Also, I'm not excusing your husband's infidelity. That's all on him and he's definitely trying to rug-sweep and get back the status quo. To work on the root causes of why your marriage is having trouble, you can't let him. He has to admit and accept that he has an equal responsibility for the marriage's strengths and weakness. Just don't forget that you do as well.


----------



## Acabado (May 13, 2012)

You are also cheater. Don't minimize your EA.


----------



## sharkeey (Apr 27, 2012)

Oh stop.

A few flirty messages to a guy does not constitute an EA.

Oh wait I just read up further in the thread.

It was an EA

You're guilty too.

Both of you have serious issues. None of which are likely to be fixed during the course of your marriage, however long or short that may be.


----------



## RClawson (Sep 19, 2011)

SLO,

He may love you but certainly has no respect for you. But evidently you are a great maid and cook. What you did was wrong and obviously no way to solve the issue at hand.

I will tell you one thing. Your husband is a bit of a knuckle dragger if not a total knuckle dragger. Does he have you fetching his beer while he watches sports as well.

Running a business is tough but it does not mean he is the the General Manager at home and you are the staff. Should he contribute as much say 50/50? I do not know but there certainly needs to be some effort on his part to help out. If you do not square this away soon then you just need to accept the status quo.


----------



## Hope1964 (Sep 26, 2011)

Fine, then, I will tell you what you want to hear. Not what you should do, but what you're going to do no matter what everyone here with their vast experience and knowledge says.

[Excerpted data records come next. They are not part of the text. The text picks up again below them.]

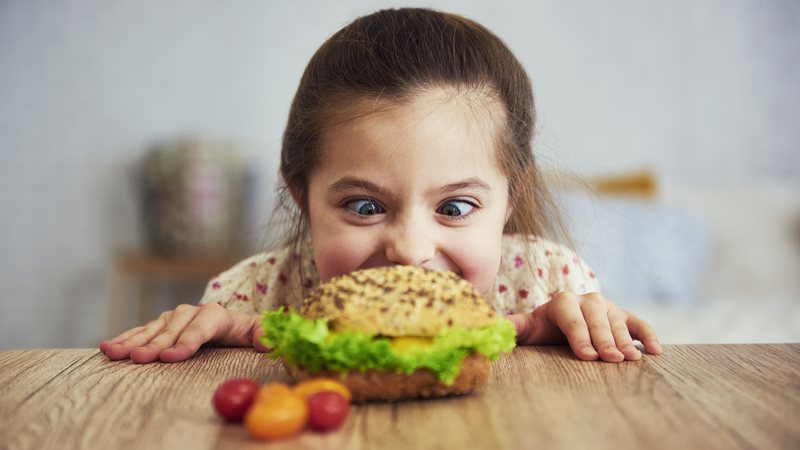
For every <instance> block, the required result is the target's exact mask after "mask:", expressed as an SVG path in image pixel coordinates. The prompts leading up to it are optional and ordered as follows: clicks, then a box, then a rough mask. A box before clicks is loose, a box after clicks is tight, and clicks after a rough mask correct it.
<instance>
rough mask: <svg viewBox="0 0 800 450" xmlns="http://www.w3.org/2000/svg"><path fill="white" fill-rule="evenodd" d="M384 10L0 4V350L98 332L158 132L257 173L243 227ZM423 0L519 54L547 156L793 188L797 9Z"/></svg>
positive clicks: (755, 1)
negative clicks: (292, 126)
mask: <svg viewBox="0 0 800 450" xmlns="http://www.w3.org/2000/svg"><path fill="white" fill-rule="evenodd" d="M410 3H412V2H409V3H407V4H410ZM396 4H397V2H389V1H350V2H327V1H313V2H266V1H237V2H219V1H211V0H208V1H171V2H158V1H144V2H141V1H121V2H105V1H100V0H98V1H65V2H45V1H23V0H17V1H8V0H7V1H4V2H2V3H0V286H2V287H1V288H0V295H1V296H2V297H0V348H16V347H37V346H42V347H54V346H65V347H68V346H92V345H95V344H96V342H97V341H98V340H99V339H100V338H101V337H103V336H102V333H103V324H104V317H105V316H104V310H103V308H104V305H105V300H106V276H107V273H108V266H109V262H110V255H111V251H112V250H113V249H115V248H119V247H124V246H131V245H136V244H137V243H139V242H140V238H141V236H140V233H139V229H138V227H137V220H138V218H137V215H136V203H135V198H134V195H133V192H132V184H131V180H130V171H131V165H132V163H133V162H134V161H135V160H136V159H137V158H138V157H139V156H140V155H141V154H142V153H143V152H144V151H145V149H146V146H147V145H149V144H150V143H151V142H153V140H155V139H161V138H169V137H172V136H176V135H185V134H187V133H200V134H203V135H207V136H214V137H220V138H224V139H230V140H232V141H234V142H236V143H237V144H238V146H239V148H240V149H241V150H242V151H243V152H244V153H245V154H246V155H248V156H249V157H250V158H251V161H252V164H253V165H254V167H256V168H257V171H258V172H259V173H260V174H261V175H260V184H259V189H260V192H261V196H260V197H259V198H258V200H257V205H260V206H261V208H259V210H258V211H257V212H256V213H254V214H253V218H252V222H253V223H254V224H255V225H254V227H253V228H254V229H257V224H260V223H261V221H262V219H263V217H264V215H265V214H266V211H268V205H269V202H270V199H271V198H270V195H269V194H268V193H269V190H270V189H271V187H272V185H273V183H274V179H275V177H274V172H275V170H276V164H277V158H276V155H277V153H278V149H279V144H280V136H281V131H282V127H283V125H284V123H285V117H286V113H287V110H288V105H289V102H290V99H291V97H292V95H293V91H294V89H295V87H296V83H297V81H298V79H299V77H300V74H301V72H302V70H303V67H304V66H305V63H306V62H307V60H308V58H309V57H310V56H311V54H312V53H313V52H314V50H315V49H316V48H317V46H318V45H319V44H320V43H321V42H322V41H323V40H324V39H325V38H326V37H327V36H329V35H330V34H331V33H333V32H334V31H336V30H337V29H338V28H340V27H341V26H343V25H344V24H346V23H347V22H348V21H349V20H351V19H352V18H354V17H356V16H358V15H361V14H364V13H367V12H370V11H372V10H374V9H377V8H379V7H384V6H394V5H396ZM426 4H427V5H431V6H435V7H437V8H440V9H445V10H450V11H453V12H457V13H461V14H464V15H466V16H469V17H472V18H474V19H476V20H478V21H479V22H481V23H483V24H484V25H486V26H488V27H489V28H490V29H492V30H494V31H495V32H496V33H497V34H498V35H499V36H501V37H502V38H503V39H504V40H505V41H506V42H507V43H508V45H509V46H510V47H511V48H512V49H513V50H514V51H515V52H516V53H517V55H518V57H519V58H520V59H521V60H522V62H523V64H524V65H525V66H526V67H527V68H528V71H529V73H530V75H531V77H532V79H533V82H534V90H535V95H536V100H537V106H538V110H539V114H540V116H539V117H540V122H539V126H540V134H539V137H538V140H537V145H538V146H539V148H540V150H541V152H542V155H543V157H544V158H545V159H546V160H547V161H549V162H551V163H553V164H556V165H559V166H562V167H569V168H570V169H573V170H575V171H577V172H578V173H581V174H599V173H610V172H621V171H625V170H629V169H636V168H640V167H650V168H652V169H653V170H655V171H656V172H657V173H658V175H659V176H660V177H661V179H662V180H666V182H669V183H682V184H704V185H725V184H737V185H738V184H748V183H782V184H793V183H797V181H798V179H800V176H798V175H800V149H798V144H800V127H798V126H797V117H798V116H799V115H798V113H800V111H798V107H799V106H800V84H799V83H798V81H797V80H800V63H798V62H799V61H800V32H798V29H800V28H799V27H798V18H800V3H798V2H795V1H792V0H785V1H769V2H760V1H755V0H753V1H723V0H716V1H700V2H692V1H678V2H663V3H658V4H656V3H652V2H648V3H642V2H637V1H633V0H631V1H617V2H559V1H548V2H545V1H535V2H525V3H523V2H515V1H498V0H495V1H492V2H482V1H479V0H472V1H450V2H428V3H426ZM250 238H251V241H252V242H256V241H257V239H256V237H255V233H254V236H251V237H250ZM195 300H196V299H194V298H186V299H185V301H187V302H193V301H195Z"/></svg>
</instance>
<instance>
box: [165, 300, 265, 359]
mask: <svg viewBox="0 0 800 450" xmlns="http://www.w3.org/2000/svg"><path fill="white" fill-rule="evenodd" d="M231 322H232V320H231V314H230V313H229V312H228V311H227V310H226V309H225V308H224V307H222V306H221V305H220V304H218V303H208V304H205V305H203V306H201V307H200V308H199V311H198V313H197V315H196V316H195V317H194V319H193V320H192V322H191V323H190V324H189V325H188V326H186V328H184V329H183V332H182V333H181V334H180V336H179V337H178V339H177V341H176V342H175V344H174V345H172V346H170V347H169V348H166V349H164V350H162V351H161V352H160V353H159V355H158V358H159V359H161V361H164V362H177V361H183V360H185V359H188V358H190V357H191V356H192V355H194V354H195V353H197V350H198V349H199V348H200V346H201V345H203V344H205V343H206V342H209V341H213V340H220V339H222V338H224V337H226V335H227V334H228V332H229V331H230V329H231V327H232V325H233V324H232V323H231ZM247 343H248V344H249V341H248V342H247Z"/></svg>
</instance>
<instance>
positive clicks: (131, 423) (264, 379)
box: [0, 344, 800, 449]
mask: <svg viewBox="0 0 800 450" xmlns="http://www.w3.org/2000/svg"><path fill="white" fill-rule="evenodd" d="M233 376H247V377H252V378H255V379H256V380H257V381H259V382H260V383H266V382H269V381H272V380H283V381H288V378H287V375H286V373H285V372H284V370H283V368H282V366H281V365H280V364H279V363H277V362H274V361H270V360H268V359H266V358H265V357H264V355H261V354H258V353H255V352H253V351H252V350H251V349H235V348H208V349H203V350H201V352H200V353H199V354H198V355H196V356H195V357H194V358H192V359H190V360H188V361H185V362H182V363H174V364H165V363H154V364H146V365H137V364H132V363H130V362H128V361H120V362H113V361H108V360H107V359H106V358H105V356H103V355H102V354H100V353H99V352H98V351H96V350H74V349H72V350H16V351H4V352H0V411H1V412H2V417H3V419H2V421H3V423H2V428H0V446H2V448H14V449H16V448H20V449H33V448H35V449H40V448H41V449H48V448H58V449H61V448H102V449H107V448H125V449H128V448H134V449H136V448H142V449H145V448H146V449H152V448H193V449H206V448H221V449H227V448H262V447H263V443H261V442H259V441H256V440H254V439H252V438H251V437H250V436H249V435H248V434H247V433H246V431H245V430H244V428H243V427H242V426H241V425H236V424H225V423H223V422H221V421H220V420H219V419H217V418H216V417H215V415H214V413H213V410H212V408H211V402H210V399H211V395H212V393H213V391H214V389H215V388H216V386H217V385H218V384H219V383H220V382H222V381H223V380H225V379H227V378H230V377H233ZM798 424H800V344H779V345H778V344H776V345H700V346H667V347H666V350H665V353H664V354H663V355H660V356H645V357H644V358H643V359H642V360H641V361H635V362H627V363H622V364H613V363H601V362H593V363H587V362H581V361H578V360H576V359H575V358H574V357H572V355H571V354H570V352H569V349H568V348H566V347H522V348H518V349H516V350H515V351H514V353H513V354H511V355H506V356H504V357H503V358H501V359H500V360H498V361H497V362H496V363H495V364H494V366H493V369H492V375H491V377H490V380H489V383H488V384H487V386H485V387H484V388H482V389H480V390H479V391H477V392H476V393H474V394H472V395H468V396H464V397H457V398H448V399H439V400H425V401H413V402H405V403H397V404H369V405H361V406H355V407H354V408H353V410H352V412H351V415H350V417H349V418H348V421H347V422H346V423H345V425H344V426H343V428H342V429H340V430H339V431H337V432H335V433H328V434H321V433H314V432H311V431H306V432H303V433H302V434H300V435H298V436H296V437H294V438H292V439H290V440H287V441H281V442H276V443H273V445H271V446H270V447H271V448H277V449H282V448H287V449H288V448H292V449H296V448H301V449H302V448H307V449H317V448H326V449H328V448H348V449H367V448H381V449H383V448H388V449H404V448H431V449H436V448H441V449H445V448H446V449H452V448H534V447H535V448H570V449H571V448H589V447H590V448H593V449H603V448H614V449H619V448H622V449H624V448H651V449H652V448H704V449H705V448H725V449H729V448H758V449H765V448H800V425H798Z"/></svg>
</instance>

Pretend he never cheated. Pretend you never cheated. Sweep everything under the rug, then stomp on the rug till it's flat again and there's nothing peeking out. NEVER move that rug again, ever. Keep everything under it there till you die. That way, neither of you will have to confront your imperfections, nor have to improve yourselves. You can both just continue being the broken people you are, together, and gettin' a little sumthin' on the side whenever you feel like it.


----------



## Disenchanted (Sep 12, 2012)

Neither of you are fit to be in a marriage.

No kids? Get out and work on yourself.

This is going to be a much bigger problem after the two of you procreate.


----------



## Hicks (Jan 14, 2011)

I'm going to tell you how to get over this....You have to be involved in a more loving and functioning marriage. Once you are there you will be happy and safe.

Your first question you have to ponder is, is your husband a bum, or was he seeking good feelings outside his marriage becuase he was not getting any inside his marriage?

The key to both creating a functioning marriage and starting a process of forgiving your husband is for you to see that *****ing at him has not and will not provide you with the outcome you want. You see, if you can't understand or cling to something you have done, then the only answer is that your husband is a bum. And you can't reconcile with a bum.

This is not to say that he does not bear any responsibility. He does bear much responsibility. But there is an elephant in the room that is stopping anything from happening... And that is the cycle of you *****ing / getting angry and him not helping around the house. Is there another way you can get him to see what is important to you without *****ing and getting angry?


----------